Established health insurers have been unable to stem rising health care costs, which are mainly driven by prices for medical care. In the United States, premiums for employment-based coverage are more than 40% higher than they were in 2012, the Kaiser Family Foundation found. And many Americans struggle to afford their medical bills.

The United States needs more competition among insurers, but pumping money into newcomers with flawed business models isn’t the solution, said Craig Garthwaite, a strategy professor at Northwestern University. And their struggles could scare off other new entrants and investors, he said.

“There’s no right answer to that from a societal perspective.
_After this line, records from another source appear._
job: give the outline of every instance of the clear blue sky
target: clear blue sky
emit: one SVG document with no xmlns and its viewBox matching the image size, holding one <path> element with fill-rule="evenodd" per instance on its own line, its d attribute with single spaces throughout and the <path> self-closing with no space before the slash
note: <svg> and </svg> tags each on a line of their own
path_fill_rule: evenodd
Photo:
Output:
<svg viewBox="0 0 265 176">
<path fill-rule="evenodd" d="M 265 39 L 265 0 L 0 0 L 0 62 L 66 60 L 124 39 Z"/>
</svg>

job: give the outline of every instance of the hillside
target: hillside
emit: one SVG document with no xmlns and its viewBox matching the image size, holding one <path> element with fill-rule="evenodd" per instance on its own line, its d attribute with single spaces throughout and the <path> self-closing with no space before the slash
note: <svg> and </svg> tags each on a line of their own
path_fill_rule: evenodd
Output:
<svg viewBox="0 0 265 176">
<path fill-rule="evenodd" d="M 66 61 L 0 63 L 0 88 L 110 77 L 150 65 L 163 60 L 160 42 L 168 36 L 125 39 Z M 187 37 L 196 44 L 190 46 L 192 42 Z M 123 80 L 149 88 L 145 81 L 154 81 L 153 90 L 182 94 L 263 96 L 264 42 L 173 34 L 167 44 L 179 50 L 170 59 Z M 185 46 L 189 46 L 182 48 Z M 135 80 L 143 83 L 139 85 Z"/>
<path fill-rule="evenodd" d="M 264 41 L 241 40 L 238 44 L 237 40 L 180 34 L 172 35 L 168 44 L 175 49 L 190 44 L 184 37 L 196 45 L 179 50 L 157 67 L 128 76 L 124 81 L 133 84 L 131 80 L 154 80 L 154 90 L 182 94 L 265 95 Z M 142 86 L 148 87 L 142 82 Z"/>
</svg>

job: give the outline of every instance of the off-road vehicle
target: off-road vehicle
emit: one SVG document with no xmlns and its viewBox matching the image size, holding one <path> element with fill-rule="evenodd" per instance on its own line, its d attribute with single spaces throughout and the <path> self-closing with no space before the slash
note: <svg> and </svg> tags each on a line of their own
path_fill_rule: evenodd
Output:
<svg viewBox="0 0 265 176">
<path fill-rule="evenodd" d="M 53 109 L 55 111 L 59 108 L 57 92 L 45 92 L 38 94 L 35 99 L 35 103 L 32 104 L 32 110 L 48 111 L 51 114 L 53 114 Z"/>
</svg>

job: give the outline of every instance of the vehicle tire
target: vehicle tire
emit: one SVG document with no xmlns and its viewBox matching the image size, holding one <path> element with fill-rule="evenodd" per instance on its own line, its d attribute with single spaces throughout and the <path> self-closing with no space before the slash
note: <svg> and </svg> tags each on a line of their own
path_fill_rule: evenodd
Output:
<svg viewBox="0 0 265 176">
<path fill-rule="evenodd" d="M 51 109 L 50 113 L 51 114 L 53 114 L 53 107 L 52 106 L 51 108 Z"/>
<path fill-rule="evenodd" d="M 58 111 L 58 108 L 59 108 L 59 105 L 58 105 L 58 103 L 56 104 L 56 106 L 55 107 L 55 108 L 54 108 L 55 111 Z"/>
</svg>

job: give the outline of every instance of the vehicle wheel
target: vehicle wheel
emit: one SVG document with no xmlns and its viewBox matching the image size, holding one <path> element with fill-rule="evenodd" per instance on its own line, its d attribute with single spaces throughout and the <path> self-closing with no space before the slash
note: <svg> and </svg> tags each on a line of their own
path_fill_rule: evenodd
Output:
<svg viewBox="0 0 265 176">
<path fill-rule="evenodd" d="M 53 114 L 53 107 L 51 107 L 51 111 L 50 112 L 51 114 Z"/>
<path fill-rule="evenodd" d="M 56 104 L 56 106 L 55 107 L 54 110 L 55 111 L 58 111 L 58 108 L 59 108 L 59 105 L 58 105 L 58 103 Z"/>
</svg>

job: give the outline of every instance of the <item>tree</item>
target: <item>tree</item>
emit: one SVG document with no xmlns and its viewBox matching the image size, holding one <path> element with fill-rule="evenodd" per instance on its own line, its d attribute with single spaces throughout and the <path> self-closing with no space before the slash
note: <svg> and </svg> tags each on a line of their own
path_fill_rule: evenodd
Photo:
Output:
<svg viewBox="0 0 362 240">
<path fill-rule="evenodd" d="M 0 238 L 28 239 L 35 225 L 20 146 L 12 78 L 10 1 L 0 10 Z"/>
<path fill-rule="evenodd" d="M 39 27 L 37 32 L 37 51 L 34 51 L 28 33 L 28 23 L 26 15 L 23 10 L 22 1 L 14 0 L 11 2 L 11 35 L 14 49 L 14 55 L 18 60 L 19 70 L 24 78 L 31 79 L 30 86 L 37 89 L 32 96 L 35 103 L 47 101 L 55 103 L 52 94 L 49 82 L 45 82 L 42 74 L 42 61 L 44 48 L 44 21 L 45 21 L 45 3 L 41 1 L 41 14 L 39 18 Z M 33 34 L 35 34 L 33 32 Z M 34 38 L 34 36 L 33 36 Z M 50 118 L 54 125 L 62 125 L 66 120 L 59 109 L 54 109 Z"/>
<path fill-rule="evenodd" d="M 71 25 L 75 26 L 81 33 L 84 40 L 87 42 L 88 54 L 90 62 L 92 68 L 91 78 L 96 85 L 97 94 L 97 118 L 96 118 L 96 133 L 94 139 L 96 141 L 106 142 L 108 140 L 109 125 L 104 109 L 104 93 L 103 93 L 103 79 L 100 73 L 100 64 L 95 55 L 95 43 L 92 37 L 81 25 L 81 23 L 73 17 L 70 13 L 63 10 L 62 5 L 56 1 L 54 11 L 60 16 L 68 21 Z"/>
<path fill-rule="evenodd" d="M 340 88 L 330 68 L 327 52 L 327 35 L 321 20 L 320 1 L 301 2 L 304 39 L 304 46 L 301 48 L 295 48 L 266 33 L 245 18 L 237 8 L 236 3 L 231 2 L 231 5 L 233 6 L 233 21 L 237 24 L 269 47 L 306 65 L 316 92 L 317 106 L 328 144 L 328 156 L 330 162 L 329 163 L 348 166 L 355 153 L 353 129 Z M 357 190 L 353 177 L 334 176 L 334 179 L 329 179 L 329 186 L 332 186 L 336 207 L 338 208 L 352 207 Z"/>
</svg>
How you bring competition into those markets is difficult,” he said.

RALLY Health NYC pop-up event

A Rally Health pop-up in New York.

Health Rally



Some upstarts influenced established insurers

Some experts claim that even though start-ups are not yet successful as individual businesses, they have still influenced the entire industry to improve in a way that benefits customers.

For example, UnitedHealth followed Oscar’s lead by redesigning its user experience and purchasing Rally Health, a digital health startup that encouraged people to make better choices about their health, Bob Kocher, a partner at venture capital firm Venrock that invested in insurance startup Devoted, said.

Kaveh Safavi, chief executive of consulting firm Accenture, said start-up health insurers that focus on customer experience are spurring established insurers to invest millions in this area. They revamped their apps and improved their call centers.

“This digital customer experience strategy, I would say, has become ubiquitous with large health insurers,” Safavi said.